Walker displays the hip mobility and short-area agility to execute any cut – pivot in space, jump-cuts to navigate through traffic and make some dramatic moves in the open field. The difference between him and many other backs is how quickly he can re-accelerate to get away from defenders. He can get opponents to stop on their feet with a shimmy on the fly and get to the sidelines even if it initially looked like they had guys out there in contain.

Walker has a natural feel for navigating around defenders with curvilinear movement, reducing his area to grab, turning his upper or lower body away from flailing arms, and using the pursuit of defenders against them. He doesn’t look enormous, but he can bring some thunder when he’s rolling and drops the shoulder on an awaiting defender to finish the run.

He could bounce off some tackles and keep his balance at Wake Forest, but he now runs through those and gains yardage after contact by shrugging off tackling attempts from the side. His 1168 yards after contract led the entire nation.

When he sees that open space in front of him, he has the extra gear to run away from the pursuit, where you often see safeties try to dive at him after getting too aggressive with their angles downhill. That led to an equally nation-leading 30 carries of 15+ yards this past season.

He was highly consistent with hitting big plays and producing numbers as he rushed for 126 yards or more in eight of twelve games. As a pass-protector, Walker does an excellent job securing the inside and at least pushing the blitzers off track a little bit. Along with that, he’s pretty effective on his cut-blocks, really working through the legs of charging linebackers to put them on the turf.

Kenneth Walker's weaknesses

The biggest question mark on Walker as a runner is his tendency to cut across the formation or bounce out wide as much as he tends to. He doesn’t yet understand how to freeze contain defenders to beat them to the corner when they have NFL quality athleticism, needing to incorporate dips to the inside to create that angle for himself.

He needs to understand when he’s out-leveraged by multiple defenders and should drive ahead in traffic to get what he can. Walker isn’t necessarily looking for work if he’s not directly assigned to a defender in pass protection, and his approach in that regard is not very proactive altogether. I’m not sure if I can remember a back being first off the board with just 19 career receptions – especially in the modern era. And on the few targets he did have, I saw him stop his momentum or go to the turf to haul in catches.

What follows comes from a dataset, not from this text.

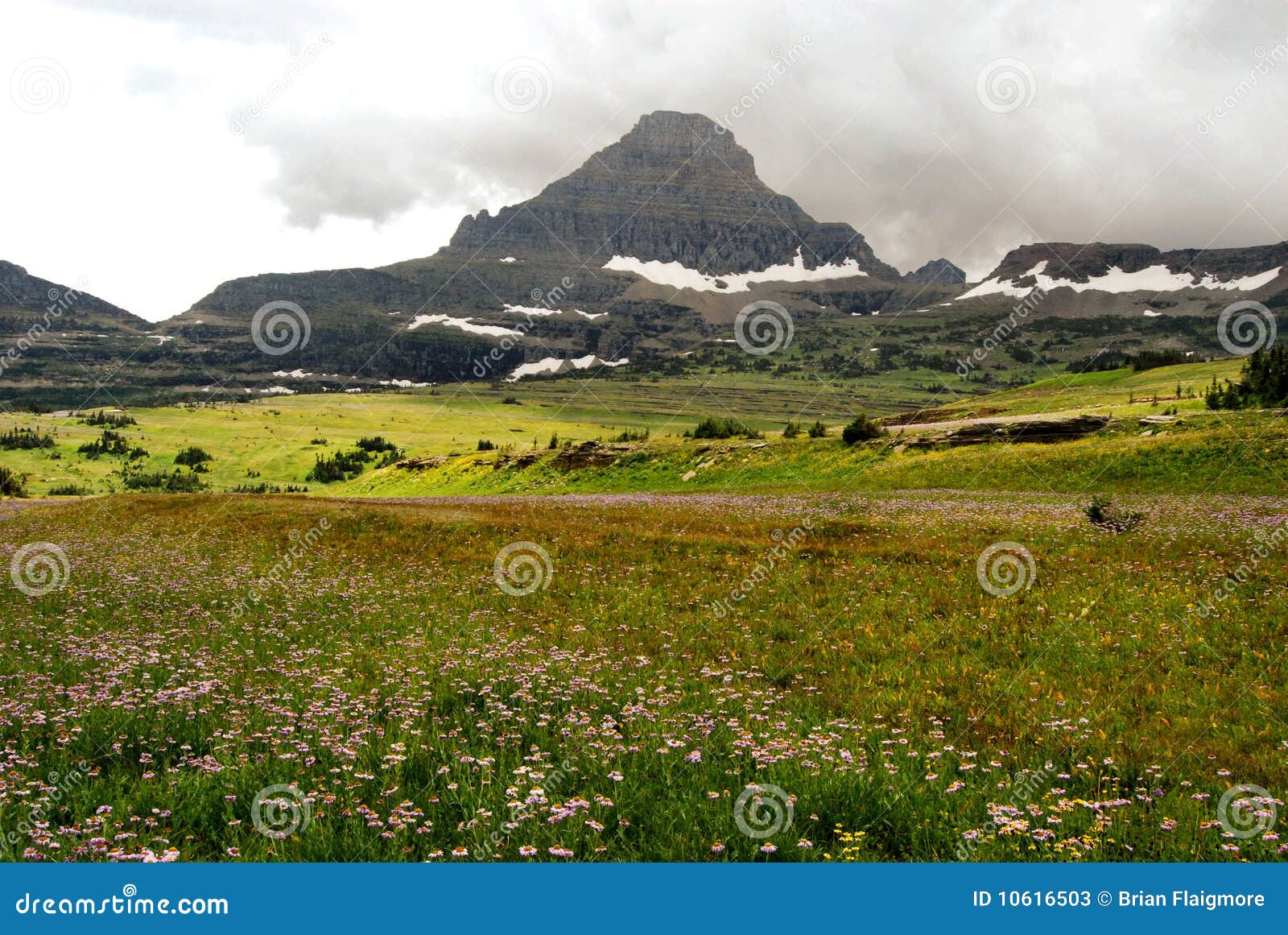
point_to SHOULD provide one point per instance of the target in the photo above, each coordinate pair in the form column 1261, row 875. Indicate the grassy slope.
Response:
column 1206, row 451
column 866, row 672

Kenneth Walker's Draft Projection

In terms of the quickness, ability to make whatever cut is necessary, power to break arm tackles, and speed to take it to the house, I think Walker ranks at the top of the class. Unfortunately, with him, we just haven’t seen him produce at all as a receiver, and the flashes we have seen, haven’t been great.

Walker will have to become more disciplined by not relying on his speed to the edge, but he has all the tools to bleed outruns and get the most out of them. The top two names are just more complete players at this point, but Walker has the chance to be the most dangerous big-play threat among this group, which was backed up by being just one-hundredth of a second off the best 40 times for a back at the combine (4.38).